Hey. I wonder if someone can help / advise / handhold / sympathise / chat / whatever?
I've had a very stressful year. I managed to hold it all together until 6 weeks ago when I just crumbled. The doc signed me off immediately. I am due to go back next week, and I really want to go back. But I had a completely sleepless night last night thinking about going back and seeing everyone again.
Now don't get me wrong. My team are amazing and supportive. I've had many messages from them asking how I am. They have been brilliant. Including my boss.
Some of them know the reasons why I'm off, others don't.

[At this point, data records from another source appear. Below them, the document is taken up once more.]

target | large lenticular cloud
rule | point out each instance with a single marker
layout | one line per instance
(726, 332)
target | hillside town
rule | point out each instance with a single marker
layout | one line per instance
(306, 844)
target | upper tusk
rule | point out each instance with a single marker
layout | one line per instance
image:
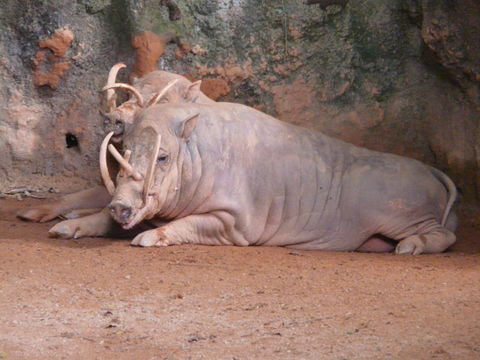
(112, 77)
(151, 169)
(107, 180)
(127, 87)
(128, 168)
(161, 94)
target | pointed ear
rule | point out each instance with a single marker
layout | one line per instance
(187, 126)
(193, 90)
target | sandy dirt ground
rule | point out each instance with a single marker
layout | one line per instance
(103, 299)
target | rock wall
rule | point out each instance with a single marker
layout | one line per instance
(393, 75)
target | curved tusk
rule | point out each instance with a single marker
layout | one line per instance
(127, 87)
(112, 77)
(161, 94)
(128, 168)
(151, 169)
(107, 180)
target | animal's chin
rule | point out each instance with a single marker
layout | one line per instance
(134, 220)
(117, 138)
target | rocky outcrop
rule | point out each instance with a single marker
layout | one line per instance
(393, 75)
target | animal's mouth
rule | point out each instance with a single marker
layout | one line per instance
(134, 219)
(117, 138)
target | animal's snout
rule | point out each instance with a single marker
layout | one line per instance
(121, 211)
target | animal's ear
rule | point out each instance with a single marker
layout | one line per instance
(188, 125)
(193, 91)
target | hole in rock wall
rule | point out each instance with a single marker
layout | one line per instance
(71, 140)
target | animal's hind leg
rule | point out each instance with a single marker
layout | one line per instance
(435, 241)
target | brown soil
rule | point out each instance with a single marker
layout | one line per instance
(102, 299)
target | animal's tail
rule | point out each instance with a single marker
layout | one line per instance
(452, 192)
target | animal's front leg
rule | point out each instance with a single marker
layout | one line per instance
(98, 224)
(204, 229)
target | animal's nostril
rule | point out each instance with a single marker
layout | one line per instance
(121, 210)
(126, 212)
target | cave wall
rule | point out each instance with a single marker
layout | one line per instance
(393, 75)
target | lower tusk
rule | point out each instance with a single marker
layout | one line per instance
(161, 94)
(107, 180)
(128, 168)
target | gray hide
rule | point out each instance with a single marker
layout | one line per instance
(243, 178)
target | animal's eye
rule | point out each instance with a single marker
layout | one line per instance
(162, 159)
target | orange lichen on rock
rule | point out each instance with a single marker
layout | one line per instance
(59, 42)
(52, 77)
(215, 88)
(149, 47)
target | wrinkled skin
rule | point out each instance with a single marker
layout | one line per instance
(235, 176)
(119, 120)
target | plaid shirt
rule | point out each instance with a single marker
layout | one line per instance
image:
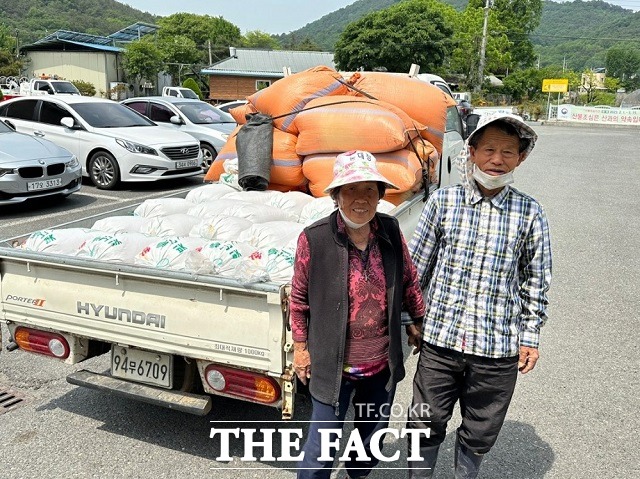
(486, 264)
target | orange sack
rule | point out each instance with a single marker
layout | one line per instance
(240, 113)
(286, 165)
(401, 167)
(344, 122)
(423, 102)
(290, 94)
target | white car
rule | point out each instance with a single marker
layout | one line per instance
(206, 123)
(113, 143)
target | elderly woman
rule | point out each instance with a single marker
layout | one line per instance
(352, 277)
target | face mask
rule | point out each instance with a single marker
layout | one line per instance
(350, 223)
(491, 182)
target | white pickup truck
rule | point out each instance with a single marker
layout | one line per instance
(176, 339)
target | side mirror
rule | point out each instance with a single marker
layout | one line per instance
(472, 122)
(69, 122)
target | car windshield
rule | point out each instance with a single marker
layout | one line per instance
(65, 87)
(202, 113)
(110, 115)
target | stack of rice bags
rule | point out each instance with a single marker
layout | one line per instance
(248, 236)
(401, 120)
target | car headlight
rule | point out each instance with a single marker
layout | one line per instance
(72, 163)
(136, 147)
(6, 171)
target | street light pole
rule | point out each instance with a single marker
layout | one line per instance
(483, 46)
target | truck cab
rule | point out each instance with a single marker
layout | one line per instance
(179, 92)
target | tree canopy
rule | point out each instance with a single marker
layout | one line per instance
(415, 31)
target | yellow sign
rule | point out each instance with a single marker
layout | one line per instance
(555, 85)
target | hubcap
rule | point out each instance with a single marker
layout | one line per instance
(103, 171)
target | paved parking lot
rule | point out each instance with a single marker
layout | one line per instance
(574, 417)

The problem is I don't know how I'm going to face everyone. I feel silly I guess. Or maybe people think I'm taking the piss for being off so long. They will ask questions. I will probably be hugged by a few of them (which is lovely but I might end up crying or at the very least embarrassed for all the attention). And those who don't know my situation will ask why I was off so long. What do I say to them?
I know I am going to feel sick on the morning I go back. I probably won't have slept a wink.
I have cancelled the last 3 counselling sessions as I just couldn't face it. I only ever went to one, and after that one I cried solidly for 3 days.
I have another appointment to see my doc on Tuesday. We have discussed anti depressants but concluded that I'm not depressed, just anxious and stressed out. So I'm not sure if he can prescribe me something for that?
God sorry for the length. Thanks if you got this far.